Town of Manchester v. Augusta Country Club

Decision Date22 September 1983
Citation477 A.2d 1124
PartiesTOWN OF MANCHESTER, et al. v. AUGUSTA COUNTRY CLUB et al.
CourtMaine Supreme Court

Sanborn, Moreshead, Schade & Dawson, Lee K. Bragg (orally), Augusta, for plaintiffs.

James E. Tierney, Atty. Gen., Paul Stern, Asst. Atty. Gen., Augusta, for amicus curiae.

Locke, Campbell & Chapman, Joseph Campbell (orally), Augusta, for defendants.

Before McKUSICK, C.J., and NICHOLS, ROBERTS, VIOLETTE, GLASSMAN and SCOLNIK, JJ.

ROBERTS, Justice.

The plaintiffs 1 claim that the general public has acquired the right to use a right-of-way and a beach on land of the defendants along the northern shore of Lake Cobbosseecontee. In addition, the Town of Manchester alleges that the defendants are estopped to deny that the town holds such an easement in trust for the general public. The plaintiffs appeal from a judgment of the Superior Court, Kennebec County, in favor of the Augusta Country Club and the Augusta Golf Company. Because the evidence supports the decision of the Superior Court and because the right of the plaintiffs to trial by jury, if indeed they had such a right, was not preserved, we affirm the judgment.

I.

The evidence, viewed in the light most favorable to the defendants, would warrant the following conclusions. Lake Cobbosseecontee is an oblong body of water whose northernmost shore lies just west of the Manchester town center and south of Route 202, a main highway between Winthrop and Augusta. In 1916, one Arthur Brainard deeded a parcel of land located between Route 202 and the Lake to the Augusta Golf Company, a Maine corporation. This parcel, located in the towns of Winthrop and Manchester, formed the western portion of the property now the subject of dispute. The eastern portion, also situated between Route 202 and the Lake, but lying wholly within the borders of Manchester, was deeded to the Company by Herbert Hammond in 1917. Together these parcels are occupied by the Augusta Country Club, a Maine corporation and a tenant at will of the Augusta Golf Company.
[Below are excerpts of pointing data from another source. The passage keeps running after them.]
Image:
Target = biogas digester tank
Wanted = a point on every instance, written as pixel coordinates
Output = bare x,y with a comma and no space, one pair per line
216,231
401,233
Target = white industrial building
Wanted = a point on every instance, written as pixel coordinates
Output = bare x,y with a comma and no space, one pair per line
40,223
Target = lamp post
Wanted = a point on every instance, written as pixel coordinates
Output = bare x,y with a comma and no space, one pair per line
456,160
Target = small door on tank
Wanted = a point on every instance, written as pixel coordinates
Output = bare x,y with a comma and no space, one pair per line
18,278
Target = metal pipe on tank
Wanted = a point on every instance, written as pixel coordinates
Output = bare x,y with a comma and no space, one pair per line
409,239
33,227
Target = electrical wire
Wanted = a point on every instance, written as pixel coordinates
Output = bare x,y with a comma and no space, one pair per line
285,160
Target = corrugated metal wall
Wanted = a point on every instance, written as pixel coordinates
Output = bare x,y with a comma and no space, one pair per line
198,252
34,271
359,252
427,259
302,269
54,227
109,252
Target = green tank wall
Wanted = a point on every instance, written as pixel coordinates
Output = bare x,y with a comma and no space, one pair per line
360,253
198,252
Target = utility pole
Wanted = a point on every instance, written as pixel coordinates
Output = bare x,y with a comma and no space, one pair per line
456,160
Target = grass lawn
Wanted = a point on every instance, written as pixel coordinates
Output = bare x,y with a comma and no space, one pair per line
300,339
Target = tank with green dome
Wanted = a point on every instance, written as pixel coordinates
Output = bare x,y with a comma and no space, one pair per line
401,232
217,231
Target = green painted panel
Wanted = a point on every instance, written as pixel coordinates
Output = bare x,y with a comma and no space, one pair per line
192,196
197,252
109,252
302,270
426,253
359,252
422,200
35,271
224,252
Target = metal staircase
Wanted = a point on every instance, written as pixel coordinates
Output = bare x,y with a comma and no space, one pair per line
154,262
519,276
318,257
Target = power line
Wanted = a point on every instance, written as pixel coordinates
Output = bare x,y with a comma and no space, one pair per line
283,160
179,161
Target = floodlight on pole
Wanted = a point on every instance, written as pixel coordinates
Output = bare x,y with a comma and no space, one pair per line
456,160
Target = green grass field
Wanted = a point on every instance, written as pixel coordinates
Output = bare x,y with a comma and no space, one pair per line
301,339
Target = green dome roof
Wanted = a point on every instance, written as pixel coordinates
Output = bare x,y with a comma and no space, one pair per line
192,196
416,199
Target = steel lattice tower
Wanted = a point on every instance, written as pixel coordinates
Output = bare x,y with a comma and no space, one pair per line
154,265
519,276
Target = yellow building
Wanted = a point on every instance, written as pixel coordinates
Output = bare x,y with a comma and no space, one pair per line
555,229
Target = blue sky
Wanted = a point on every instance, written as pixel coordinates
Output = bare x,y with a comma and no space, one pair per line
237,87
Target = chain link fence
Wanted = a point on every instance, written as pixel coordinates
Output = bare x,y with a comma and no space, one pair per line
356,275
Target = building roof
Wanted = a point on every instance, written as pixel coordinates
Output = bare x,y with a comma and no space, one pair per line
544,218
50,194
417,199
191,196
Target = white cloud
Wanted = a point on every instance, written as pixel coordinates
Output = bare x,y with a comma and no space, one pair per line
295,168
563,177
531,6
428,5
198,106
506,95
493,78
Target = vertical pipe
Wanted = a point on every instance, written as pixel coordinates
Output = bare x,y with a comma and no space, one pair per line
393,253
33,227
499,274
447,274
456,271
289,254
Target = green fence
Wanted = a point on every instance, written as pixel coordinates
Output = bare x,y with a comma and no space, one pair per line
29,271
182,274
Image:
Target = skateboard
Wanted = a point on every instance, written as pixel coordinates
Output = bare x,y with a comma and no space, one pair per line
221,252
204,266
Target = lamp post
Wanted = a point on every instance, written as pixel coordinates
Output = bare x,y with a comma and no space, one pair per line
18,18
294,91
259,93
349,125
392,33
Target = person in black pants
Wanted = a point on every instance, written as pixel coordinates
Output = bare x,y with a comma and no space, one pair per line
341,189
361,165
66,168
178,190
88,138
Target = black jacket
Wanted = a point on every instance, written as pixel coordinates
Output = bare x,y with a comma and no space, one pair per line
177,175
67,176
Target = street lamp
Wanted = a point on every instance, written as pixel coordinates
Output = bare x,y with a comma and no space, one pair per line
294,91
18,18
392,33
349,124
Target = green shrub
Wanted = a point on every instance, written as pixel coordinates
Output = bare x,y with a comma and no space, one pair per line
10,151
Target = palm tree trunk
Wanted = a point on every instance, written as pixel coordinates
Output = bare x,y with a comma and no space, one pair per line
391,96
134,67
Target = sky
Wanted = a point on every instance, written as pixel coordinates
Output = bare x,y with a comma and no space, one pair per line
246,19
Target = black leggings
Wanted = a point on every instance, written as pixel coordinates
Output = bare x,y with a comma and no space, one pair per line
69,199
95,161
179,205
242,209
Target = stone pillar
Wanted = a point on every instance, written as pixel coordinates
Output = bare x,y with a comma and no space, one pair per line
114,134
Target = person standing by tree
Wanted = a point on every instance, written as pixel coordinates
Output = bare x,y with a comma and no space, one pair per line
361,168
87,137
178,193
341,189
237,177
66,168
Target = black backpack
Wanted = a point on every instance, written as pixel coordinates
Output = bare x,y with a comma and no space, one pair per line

Where the two properties would otherwise converge along the lake shore there is a small, trapezoidal parcel of land conveyed by Brainard to John Gould in 1903. The deed to Gould also conveyed a right-of-way running south from Route 202, along the Manchester-Winthrop town line, to a sand beach adjacent to and westward of the Gould estate. This right-of-way was used to gain access to the Gould property, but was also used by members of the general public to gain access to the beach. In 1931, the country club began construction of an additional nine holes for its golf course. This construction interfered with Gould's right-of-way, but in 1932 the Augusta Golf Company conveyed a new right-of-way to Gould, beginning well to the east of the Manchester town line and running southward and then westward to the Gould property. This easement was conveyed "subject, however, to any and all rights that the town of Manchester may have in and to said right of way."

Since 1932, members of the general public have used the beach and lake for purposes of recreation and for commercial and noncommercial ice-cutting. In 1935, the country club hired an attendant to supervise the beach and to restrict its use to club members and their guests. Nevertheless, it appears that use of the right-of-way and of the beach by the general public continued unabated. In 1957, the club began restricting access to the beach to club members and to residents of the Town of Manchester. 2 Residents were asked to present identification cards, which were provided by the town, and signs were posted along the right-of-way stating that the beach was the private property of the club. The club also installed a chain, and later a gate, across the right-of-way to prevent after-hours use of the beach.

Throughout the years, the club made numerous improvements to the beach, including the installation of a bath house. The town, on the other hand, maintained the right-of-way. At its annual meeting in 1975, the town voted to appropriate $2500 for the security and maintenance of the beach. 3 It appropriated $1000 for this purpose each ensuing year from 1976 to 1980. From 1960 to 1980, however, the population of Manchester had approximately doubled, and use of the beach by residents of the town increased accordingly. In a letter to the Manchester Board of Selectmen dated February 24, 1981, the club informed the town that "we reluctantly are compelled to close the beach to all but club members and their invited guests commencing with the 1981 season."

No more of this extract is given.